There is nothing in the Frequentist framework that assigns probabilities to single events or hypotheses. That doesn’t mean you can’t partially leave the framework and have a hybrid philosophical approach to your data, but that’s the point – you’re out of the framework (without necessarily contradicting it).

But let me ask you this. Is there a mathematical formalization of the concept of “probativeness”, like there is for probabilities in the Bayesian framework? In other words, how do you measure the plausibility of a hypothesis quantitatively?

“I should say in light of this there is another issue in it and that is that it presents the p-value as a conditional probability, which it definitely isn’t. It would be quite odd to mathematically condition the probability of some event on a hypothesis being true. One can only condition on things that are random…”

Both statements are incorrect. You can very much condition on non-random variables and p-values are definitely conditional probabilities. Within the Frequentist framework, the random variable requirement would only hold for the conditional variable (not the variable you’re conditioning on). But in probability theory in general even that requirement is absent.

Georgi Georgiev says

Feel free to read this: https://normaldeviate.wordpress.com/2013/03/14/double-misunderstandings-about-p-values/ and the discussion here: https://theoreticalecology.wordpress.com/2013/03/15/is-the-p-value-a-conditional-probability/ and finally you can read Mayo & Spanos 2010 “Error Statistics”, page 27 in the section “P-values are Not Posterior Probabilities of H0”, where the best explanation on why a p-value is not to be written as a conditional probability is given.

On mathematical expressions of probativeness and severity see Mayo & Spanos 2006 – “Severe Testing” and/or search the posts on errorstatistics.com.

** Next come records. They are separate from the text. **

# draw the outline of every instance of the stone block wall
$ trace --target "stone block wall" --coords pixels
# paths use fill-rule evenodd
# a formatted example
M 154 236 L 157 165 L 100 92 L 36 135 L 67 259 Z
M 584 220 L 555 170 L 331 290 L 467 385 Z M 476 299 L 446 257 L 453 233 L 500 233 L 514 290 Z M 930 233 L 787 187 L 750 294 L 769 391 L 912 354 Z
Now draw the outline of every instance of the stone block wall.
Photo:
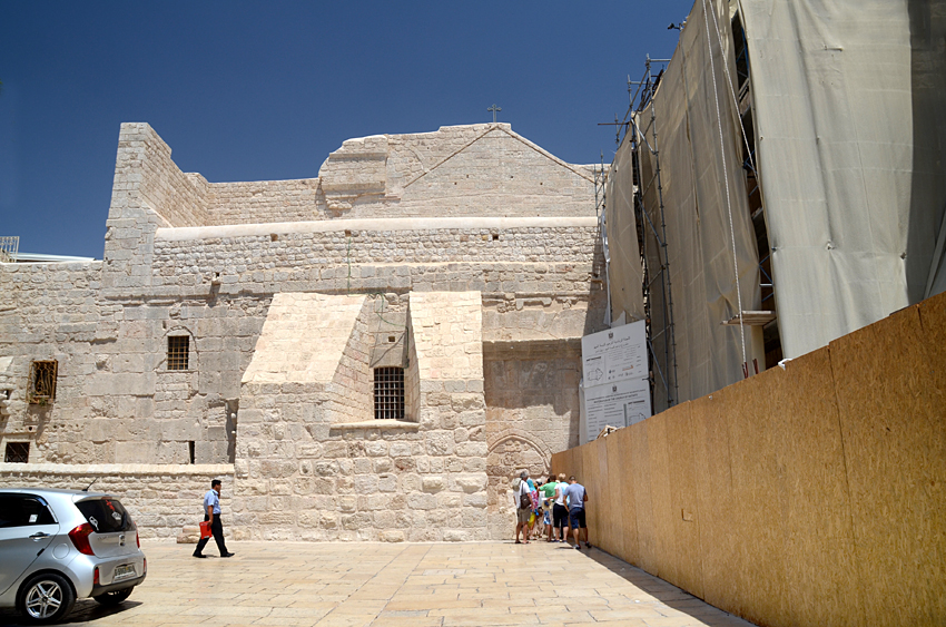
M 571 357 L 533 349 L 601 325 L 597 241 L 590 170 L 508 125 L 352 140 L 319 178 L 219 184 L 124 125 L 104 262 L 0 266 L 0 444 L 63 471 L 235 459 L 253 537 L 500 537 L 491 433 L 494 467 L 531 467 L 503 433 L 558 430 L 541 443 L 559 450 L 572 410 L 564 391 L 487 403 L 485 381 L 508 376 L 495 357 L 484 373 L 484 350 L 513 355 L 511 384 L 565 372 Z M 323 301 L 295 320 L 286 303 L 306 298 Z M 188 339 L 185 370 L 168 370 L 169 336 Z M 33 359 L 59 364 L 46 406 L 26 402 Z M 375 422 L 371 368 L 398 361 L 407 420 Z
M 0 487 L 63 488 L 115 494 L 131 515 L 141 538 L 174 540 L 184 526 L 204 520 L 204 494 L 210 481 L 223 481 L 220 506 L 230 526 L 234 488 L 231 464 L 68 464 L 0 463 Z M 233 529 L 225 527 L 229 537 Z
M 29 442 L 31 462 L 227 462 L 228 406 L 268 296 L 208 302 L 107 297 L 101 262 L 3 264 L 0 448 Z M 167 370 L 167 336 L 188 335 L 185 371 Z M 30 362 L 56 360 L 56 399 L 28 404 Z M 10 399 L 6 399 L 6 391 Z
M 200 176 L 200 175 L 190 175 Z M 208 183 L 205 225 L 326 219 L 317 178 Z
M 323 316 L 347 298 L 323 296 Z M 486 539 L 480 303 L 479 293 L 411 294 L 417 422 L 376 421 L 368 411 L 339 423 L 318 381 L 268 383 L 263 366 L 252 366 L 237 439 L 240 532 L 257 539 Z M 270 310 L 270 316 L 283 313 Z M 355 317 L 344 325 L 352 333 Z M 267 320 L 260 343 L 268 332 Z
M 548 476 L 551 455 L 579 444 L 581 341 L 491 342 L 484 349 L 486 473 L 493 539 L 515 525 L 511 482 Z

I think all of the above resources are available for free.

Am says

What is meant by various null hypotheses? How do these null hypotheses differ? Thanks!

The Cthaeh says

Hi, AM. What I meant to say there was that a scientist (or anybody) who uses null hypothesis significance testing will test a specific number of null hypotheses throughout their career. For example, anytime they perform a new experiment in which they look for “statistically significant differences” between 2 or more groups. You can think of this set of tested null hypotheses as an abstract place where they are kept. Some of them happen to be correctly rejected, others incorrectly rejected, yet others correctly NOT rejected, and so on.

Not that anybody’s counting this in real life, but I like giving more visual explanations of concepts, but in this case it seems my wording was a bit confusing. Thanks for pointing this out!